Looking backward is nothing new for the website 98 Bowery and its commercial offshoot Gallery 98. These sites aim to keep alive the radical fringes of the downtown New York art scene of the 1970s and ’80s by recounting tales and selling art and ephemera.
2015 has been a good year for the 1970s and ’80s. Many of the artists featured on Gallery 98—like Christy Rupp, Anton Van Dalen, Jane Dickson, Peter Fend, Joseph Nechvatal, and Walter Robinson—have seen interest in their old works and their new creations. Neke Carson’s Works on Art and Rectal Realism was the realization of a book he first mocked up in the 1970s. Marcia Resnick’s Punks, Poets, and Provocateurs was the fulfillment of a project begun in the 1980s. A new book by COLAB stalwart Alan Moore, Occupation Culture: Art and Squatting in the City from Below, showed that art history did not have to be rooted in the art market.

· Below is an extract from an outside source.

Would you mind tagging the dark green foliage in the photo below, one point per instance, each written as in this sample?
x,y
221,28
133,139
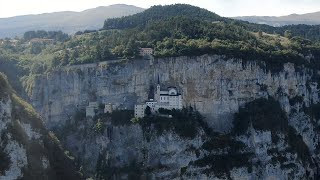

With art-world interest in the 1970s and ’80s riding high, Gallery 98 participated in a number of gallery shows. Anthony Haden-Guest’s “The Last Party” at White Box featured many of our favorites, including Roberta Bayley, Anton Perich, Curt Hoppe, and M. Henry Jones. Works from the Gallery 98 inventory by Colette, Kiki Smith, Christof Kohlhofer, and others were part of Glenn Horowitz Rare Gallery’s exhibition “The Downtown Decade,” documented with an illustrated catalogue (pdf). Howl! Happening, a new East Village space opened by Jane Friedman, exhibited Arturo Vega, Lydia Lunch, Clayton Patterson, and a Pyramid Club retrospective. Marc Miller, the founder of Gallery 98, is an advisor to the space.
2015 has also seen many of the picture stories featured on 98 Bowery picked up by other media outlets. The Huffington Post spotlighted the 1978 Punk Art catalogue with an article provocatively titled “16 Images that Capture the Dark and Beautiful Love Affair Between Art and Punk.” The Guardian, Dangerous Minds, and Flavorwire all did spreads of the photo series “Bettie Visits CBGB” by Bettie Ringma and Marc H. Miller. The duo’s slightly later series of Amsterdam bar portraits was the subject of a picture story in Vice translated into nine languages.
We eagerly await 2016. Howl! promises shows on Punk magazine and the East Village Eye. This will be the year for the eagerly anticipated books History is Made at Night, comprising photographs by David Godlis, and A Book about Colab (and Related Activities), edited by Printed Matter director Max Schumann.